I need help with this excercise.
prove that $2^{4n}+3n-1$ is divisible by 9 for all positive intergral values of n greater than 1.
I know that $n=k$: $2^{4k}+3k-1=9m$
then,
For $n=k+1$
$$2^{4(k+1)}+3(k+1)-1=2^{4}2^{4k}+3k+3-1$$ I don't know how to continue, maybe $$=(2^{4k}+3k-1)+(15 . 2^{4k}+3 )$$
Proving $2^{4n} + 3n \equiv 1 \pmod{9}$ is equivalent to your problem.

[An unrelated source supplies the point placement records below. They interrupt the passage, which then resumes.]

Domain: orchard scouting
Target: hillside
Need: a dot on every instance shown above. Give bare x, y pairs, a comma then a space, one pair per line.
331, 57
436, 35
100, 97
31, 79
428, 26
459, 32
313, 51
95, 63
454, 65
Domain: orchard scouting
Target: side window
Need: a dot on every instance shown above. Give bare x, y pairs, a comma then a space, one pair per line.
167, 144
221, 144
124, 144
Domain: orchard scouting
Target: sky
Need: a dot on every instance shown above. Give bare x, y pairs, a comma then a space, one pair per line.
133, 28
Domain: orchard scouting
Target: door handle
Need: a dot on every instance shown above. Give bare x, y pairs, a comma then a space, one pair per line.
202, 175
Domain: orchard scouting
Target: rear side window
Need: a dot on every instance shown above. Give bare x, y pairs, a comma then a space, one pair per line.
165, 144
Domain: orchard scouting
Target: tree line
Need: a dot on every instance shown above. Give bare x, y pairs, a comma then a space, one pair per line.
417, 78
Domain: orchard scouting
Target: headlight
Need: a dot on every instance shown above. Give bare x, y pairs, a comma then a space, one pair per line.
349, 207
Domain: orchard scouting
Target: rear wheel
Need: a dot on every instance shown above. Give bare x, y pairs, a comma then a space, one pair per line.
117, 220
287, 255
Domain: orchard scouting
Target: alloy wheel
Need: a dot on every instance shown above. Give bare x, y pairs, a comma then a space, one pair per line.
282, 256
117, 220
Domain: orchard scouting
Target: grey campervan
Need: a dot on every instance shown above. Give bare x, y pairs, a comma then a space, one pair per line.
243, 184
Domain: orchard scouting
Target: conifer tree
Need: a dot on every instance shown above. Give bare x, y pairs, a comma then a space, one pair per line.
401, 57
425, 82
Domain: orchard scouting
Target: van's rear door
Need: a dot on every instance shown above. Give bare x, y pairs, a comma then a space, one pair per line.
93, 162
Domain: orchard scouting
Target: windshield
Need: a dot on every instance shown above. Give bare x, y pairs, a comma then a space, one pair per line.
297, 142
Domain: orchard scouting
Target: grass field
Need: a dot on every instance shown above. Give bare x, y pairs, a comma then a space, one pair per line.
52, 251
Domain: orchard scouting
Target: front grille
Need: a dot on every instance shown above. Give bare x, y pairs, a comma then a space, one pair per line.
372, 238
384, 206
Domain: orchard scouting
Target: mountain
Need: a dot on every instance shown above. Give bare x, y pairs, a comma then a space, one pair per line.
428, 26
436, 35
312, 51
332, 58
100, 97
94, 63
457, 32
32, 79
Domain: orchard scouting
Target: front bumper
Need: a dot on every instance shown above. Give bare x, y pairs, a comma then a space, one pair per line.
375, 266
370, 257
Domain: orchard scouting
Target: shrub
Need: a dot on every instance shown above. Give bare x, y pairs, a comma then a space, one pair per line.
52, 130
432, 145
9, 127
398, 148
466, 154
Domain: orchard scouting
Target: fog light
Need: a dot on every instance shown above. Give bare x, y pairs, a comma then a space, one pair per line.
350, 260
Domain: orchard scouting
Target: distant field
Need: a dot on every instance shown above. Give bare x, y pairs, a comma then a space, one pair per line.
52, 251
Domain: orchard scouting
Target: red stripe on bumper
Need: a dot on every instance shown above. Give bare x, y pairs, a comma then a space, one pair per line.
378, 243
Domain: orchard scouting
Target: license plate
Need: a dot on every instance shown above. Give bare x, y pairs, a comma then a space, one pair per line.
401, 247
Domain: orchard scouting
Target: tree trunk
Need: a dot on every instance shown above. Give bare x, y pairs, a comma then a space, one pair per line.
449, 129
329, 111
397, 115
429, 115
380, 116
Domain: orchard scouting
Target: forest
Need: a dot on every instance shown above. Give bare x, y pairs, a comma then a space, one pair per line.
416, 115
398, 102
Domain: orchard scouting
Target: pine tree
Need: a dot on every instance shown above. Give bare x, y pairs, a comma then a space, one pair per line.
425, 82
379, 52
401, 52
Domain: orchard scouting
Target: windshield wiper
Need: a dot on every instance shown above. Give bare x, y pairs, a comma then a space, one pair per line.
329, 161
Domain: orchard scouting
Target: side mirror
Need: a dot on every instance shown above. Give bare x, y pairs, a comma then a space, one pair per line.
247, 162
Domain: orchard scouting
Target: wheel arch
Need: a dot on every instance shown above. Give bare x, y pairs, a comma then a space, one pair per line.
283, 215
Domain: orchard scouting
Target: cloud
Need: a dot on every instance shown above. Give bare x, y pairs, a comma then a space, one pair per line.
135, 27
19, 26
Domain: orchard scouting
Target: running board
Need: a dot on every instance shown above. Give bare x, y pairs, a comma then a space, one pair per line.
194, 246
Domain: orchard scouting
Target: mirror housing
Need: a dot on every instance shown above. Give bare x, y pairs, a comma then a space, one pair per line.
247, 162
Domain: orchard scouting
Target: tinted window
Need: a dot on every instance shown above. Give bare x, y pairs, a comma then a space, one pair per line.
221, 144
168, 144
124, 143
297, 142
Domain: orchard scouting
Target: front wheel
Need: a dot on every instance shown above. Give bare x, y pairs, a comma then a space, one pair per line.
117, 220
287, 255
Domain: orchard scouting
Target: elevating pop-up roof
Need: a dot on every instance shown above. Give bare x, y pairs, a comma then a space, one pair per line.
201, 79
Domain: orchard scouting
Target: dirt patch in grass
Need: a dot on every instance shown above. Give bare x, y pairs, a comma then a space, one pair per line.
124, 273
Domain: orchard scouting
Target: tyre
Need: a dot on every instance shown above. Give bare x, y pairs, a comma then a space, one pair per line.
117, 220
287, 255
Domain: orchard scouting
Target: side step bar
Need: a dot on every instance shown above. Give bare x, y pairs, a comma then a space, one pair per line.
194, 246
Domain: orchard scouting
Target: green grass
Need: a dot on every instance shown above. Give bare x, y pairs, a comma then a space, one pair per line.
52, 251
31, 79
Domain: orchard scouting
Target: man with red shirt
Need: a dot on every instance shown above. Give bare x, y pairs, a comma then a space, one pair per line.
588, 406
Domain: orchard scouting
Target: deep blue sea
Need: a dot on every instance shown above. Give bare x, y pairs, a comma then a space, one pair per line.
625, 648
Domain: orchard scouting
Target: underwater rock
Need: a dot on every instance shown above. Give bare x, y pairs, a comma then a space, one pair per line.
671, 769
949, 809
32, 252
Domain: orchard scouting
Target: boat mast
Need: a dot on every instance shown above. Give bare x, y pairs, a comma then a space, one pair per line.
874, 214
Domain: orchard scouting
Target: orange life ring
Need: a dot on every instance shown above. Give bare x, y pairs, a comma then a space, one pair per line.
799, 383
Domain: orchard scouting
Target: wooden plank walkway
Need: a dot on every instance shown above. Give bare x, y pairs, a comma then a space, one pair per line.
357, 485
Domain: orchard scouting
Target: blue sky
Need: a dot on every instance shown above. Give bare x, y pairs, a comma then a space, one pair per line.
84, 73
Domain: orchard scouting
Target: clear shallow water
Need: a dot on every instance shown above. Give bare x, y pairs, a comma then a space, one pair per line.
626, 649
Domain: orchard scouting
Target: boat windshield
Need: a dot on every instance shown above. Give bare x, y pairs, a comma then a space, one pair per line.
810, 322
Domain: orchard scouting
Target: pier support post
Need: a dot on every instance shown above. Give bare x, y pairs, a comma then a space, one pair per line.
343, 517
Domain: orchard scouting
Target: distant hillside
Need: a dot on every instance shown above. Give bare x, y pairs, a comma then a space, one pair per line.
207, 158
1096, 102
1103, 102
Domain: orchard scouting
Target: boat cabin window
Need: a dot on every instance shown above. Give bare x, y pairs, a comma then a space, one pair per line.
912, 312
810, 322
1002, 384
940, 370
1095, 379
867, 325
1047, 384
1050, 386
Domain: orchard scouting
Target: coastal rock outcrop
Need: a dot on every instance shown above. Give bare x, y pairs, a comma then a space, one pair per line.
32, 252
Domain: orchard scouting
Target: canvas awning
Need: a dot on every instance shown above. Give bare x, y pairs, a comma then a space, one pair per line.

\begin{equation} 2^{4n} + 3n \equiv (-2)^n +3n \equiv 1 \pmod{9} \end{equation}
For $n \equiv 0 \pmod{3}, (-2)^n \equiv 1\pmod{9}$ and $3n \equiv 0\pmod{9}\Rightarrow (-2)^n +3n \equiv 1 \pmod{9}$
For $n \equiv 1 \pmod{3}, (-2)^n \equiv -2\pmod{9}$ and $3n \equiv 3\pmod{9}\Rightarrow (-2)^n +3n \equiv 1 \pmod{9}$
For $n \equiv 2 \pmod{3}, (-2)^n \equiv 4\pmod{9}$ and $3n \equiv -3\pmod{9}\Rightarrow (-2)^n +3n \equiv 1 \pmod{9}$
For all $n$, $(-2)^n +3n - 1 \equiv 0 \pmod{9} \Rightarrow 9 \mid 2^{4n} +3n - 1$
Everything $\pmod 9$
$$\begin{array} {c|c|c} n & 2^{4n}=7^n & 3n \\ \hline 1 & 7 & 3 \\ 2 & 4 & 6 \\ 3 & 1 & 0 \\ 4 & 7 & 3 \\ \end{array}$$
$$7 + 3 = 1$$ $$4 + 6 = 1$$ $$1 + 0 = 1$$
Other answers may be simpler, but I'll assume that you know no formal modular arithmetic and stick to proof by induction only.
We know that $2^{4n}+3n-1$ is a multiple of $9$ and
$$\begin{align}2^{4(n+1)}+3(n+1)-1-(2^{4n}+3n-1)&=16\times 2^{4n}+3n+3-1-(2^{4n}+3n-1)\\&=15\times 2^{4n}+3\\ 2^{4n+1}+3(n+1)+1&=(2^{4n}+3n-1)+(15\times 2^{4n}+3)\end{align}$$
so it follows that $2^{4(n+1)}+3(n+1)-1$ is a multiple of $9$ iff $15\times 2^{4n}+3$ is (for all $n$).
We can prove this new claim by induction: the inductive case is $$\begin{align}15\times 2^{4(n+1)}+3&=16\times 15\times 2^{4n}+3\\&=16(15\times 2^{4n}+3)-45\end{align}$$ and we know that both $15\times 2^{4n}+3$ and $45$ are multiples of $9$ (the former using the inductive hypothesis).
Now just the base case of $15\times 2^{4n}+3$ remains (what value of $n$ would that be?).